The market research firm, AWACS reported that the Indian pharmaceutical market (IPM) grew by 14.1% in value and 7.3% in volumes in July on the back of strong growth across all therapy areas. IPM saw sales of Rs 15,921 crore during July. There has been double-digit growth in all therapeutic categories except anti-infectives.
The main growth factors that have driven the growth of the Indian pharma market are:
(a) The ability to leverage the opportunity available for Indian pharma companies due to expiry of the patent drugs across the globe
(b) ebbing of regulatory risks
(c)The adoption of various strategies to reduce the risk associated with dependence on China for key raw materials.
(d) an increased trend in private equity investments,
(e) solid fundamentals of the industry
By utilising these opportunities, CARE Ratings expects credit risk profiles of its rated entities to remain stable or positive during FY22 and FY23.
The growth of the above segments can be attributed to the monsoon-induced flu season as well as the bounce back in non-emergency surgeries. The fastest rising categories are respiratory, which increased by 22.3 per cent, followed by gynaecology, chemotherapy, urology, ophthalmology, pain, and derma, which increased by 24 per cent, 28.4 per cent, and 16.7 per cent. The resurgence of non-emergency procedures and the monsoon-related flu season may have contributed to the growth of the aforementioned segments.
In light of COVID-19’s phenomenal potential for supplying affordable, high-quality medicines, the COVID-19 pandemic has been enormously productive for the industry. The nation has also been making strides toward becoming a self-sufficient nation in terms of vital APIs and medical equipment. The pharmaceutical sector has not only introduced ground-breaking advancements in recent years, but it has also quickly increased its global distribution capacity for urgently needed medications. And today, with the world looking to India to produce the greatest medications at a reasonable price, earning more than ever the title of “Pharmacy of the World,” the Indian pharmaceutical industry is ready to achieve higher goals in the post-pandemic era.

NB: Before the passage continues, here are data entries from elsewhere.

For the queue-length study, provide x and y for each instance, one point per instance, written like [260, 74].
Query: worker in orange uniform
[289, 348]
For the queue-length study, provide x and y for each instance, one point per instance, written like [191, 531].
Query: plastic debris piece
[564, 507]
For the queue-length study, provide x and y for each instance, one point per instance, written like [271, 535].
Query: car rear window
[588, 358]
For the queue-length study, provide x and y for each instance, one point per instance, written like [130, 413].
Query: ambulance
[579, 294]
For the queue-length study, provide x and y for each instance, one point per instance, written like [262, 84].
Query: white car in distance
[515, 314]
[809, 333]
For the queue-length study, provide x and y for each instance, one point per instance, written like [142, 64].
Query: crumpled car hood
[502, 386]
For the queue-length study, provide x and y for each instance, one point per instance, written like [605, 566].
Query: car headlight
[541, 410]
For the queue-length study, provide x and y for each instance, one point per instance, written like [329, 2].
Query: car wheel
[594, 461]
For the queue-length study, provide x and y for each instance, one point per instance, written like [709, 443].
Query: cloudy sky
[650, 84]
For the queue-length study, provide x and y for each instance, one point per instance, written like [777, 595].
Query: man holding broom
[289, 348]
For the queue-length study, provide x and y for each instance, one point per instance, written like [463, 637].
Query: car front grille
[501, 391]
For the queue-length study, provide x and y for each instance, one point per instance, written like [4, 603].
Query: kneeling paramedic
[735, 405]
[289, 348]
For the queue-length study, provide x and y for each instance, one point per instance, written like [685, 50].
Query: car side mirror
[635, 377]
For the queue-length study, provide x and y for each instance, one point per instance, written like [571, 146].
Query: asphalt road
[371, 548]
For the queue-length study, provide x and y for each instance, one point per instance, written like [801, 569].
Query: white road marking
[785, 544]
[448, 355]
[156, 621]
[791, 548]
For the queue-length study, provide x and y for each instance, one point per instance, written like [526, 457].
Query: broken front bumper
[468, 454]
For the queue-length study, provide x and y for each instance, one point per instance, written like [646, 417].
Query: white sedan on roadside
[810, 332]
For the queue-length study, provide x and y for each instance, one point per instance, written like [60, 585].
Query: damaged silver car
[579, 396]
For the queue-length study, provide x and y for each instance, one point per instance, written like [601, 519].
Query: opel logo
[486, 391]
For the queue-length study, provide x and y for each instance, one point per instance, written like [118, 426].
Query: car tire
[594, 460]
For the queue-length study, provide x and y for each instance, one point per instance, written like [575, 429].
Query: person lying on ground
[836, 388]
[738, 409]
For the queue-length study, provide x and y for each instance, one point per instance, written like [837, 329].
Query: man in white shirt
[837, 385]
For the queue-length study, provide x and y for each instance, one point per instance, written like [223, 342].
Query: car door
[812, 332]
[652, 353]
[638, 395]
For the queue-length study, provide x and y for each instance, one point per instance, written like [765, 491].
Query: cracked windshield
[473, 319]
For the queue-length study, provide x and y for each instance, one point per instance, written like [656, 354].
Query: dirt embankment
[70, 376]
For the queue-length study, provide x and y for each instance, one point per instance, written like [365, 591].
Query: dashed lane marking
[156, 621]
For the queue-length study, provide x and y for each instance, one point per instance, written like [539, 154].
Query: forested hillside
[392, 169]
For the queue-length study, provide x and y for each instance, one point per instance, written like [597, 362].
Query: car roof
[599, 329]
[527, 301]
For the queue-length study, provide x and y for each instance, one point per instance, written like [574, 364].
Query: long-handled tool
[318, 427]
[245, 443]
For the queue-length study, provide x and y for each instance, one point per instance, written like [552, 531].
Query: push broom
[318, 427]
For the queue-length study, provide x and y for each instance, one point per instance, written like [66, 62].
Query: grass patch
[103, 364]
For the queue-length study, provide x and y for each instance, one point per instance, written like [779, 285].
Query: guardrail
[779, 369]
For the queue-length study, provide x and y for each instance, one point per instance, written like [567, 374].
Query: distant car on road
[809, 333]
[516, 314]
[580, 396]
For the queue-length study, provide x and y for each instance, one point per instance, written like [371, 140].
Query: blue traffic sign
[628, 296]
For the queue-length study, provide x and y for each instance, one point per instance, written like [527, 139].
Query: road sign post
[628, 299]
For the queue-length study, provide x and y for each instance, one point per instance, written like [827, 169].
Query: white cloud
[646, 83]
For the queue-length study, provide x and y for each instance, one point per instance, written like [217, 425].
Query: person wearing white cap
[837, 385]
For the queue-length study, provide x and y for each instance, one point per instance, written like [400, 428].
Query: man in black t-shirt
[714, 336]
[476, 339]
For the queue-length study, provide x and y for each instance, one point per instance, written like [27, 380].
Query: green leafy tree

Government Support for Production Boost
Despite producing drugs at some of the lowest costs in the world, many of the leading Indian drug manufacturing firms hold the capacity to serve both the Indian market and cater to the global supply of essential drugs. The government’s assistance and streamlining of pharmaceutical manufacturing through laws and initiatives has sped up the production of medications in India. Additionally, the government’s financial incentives for the creation of diagnostic tools and medical gadgets have boosted the country’s production without relying on imports. With the second-highest number of FDA-approved drug manufacturing facilities outside of the US, India has so far led the world in pharmaceutical manufacturing.
India has been the third-largest provider of generic drugs in the globe, offering the rest of the world cheap generics, vaccinations, and economical medications. In terms of both volume and value, India is currently one of the countries that produces the most affordable medications. The industry is estimated to be worth $37 billion, of which $18 billion comes from exports. We take great satisfaction in the fact that the Indian pharmaceutical industry, supported by structural cost advantages and cutting-edge manufacturing techniques, is able to produce high-quality, affordable generic medications for the entire world.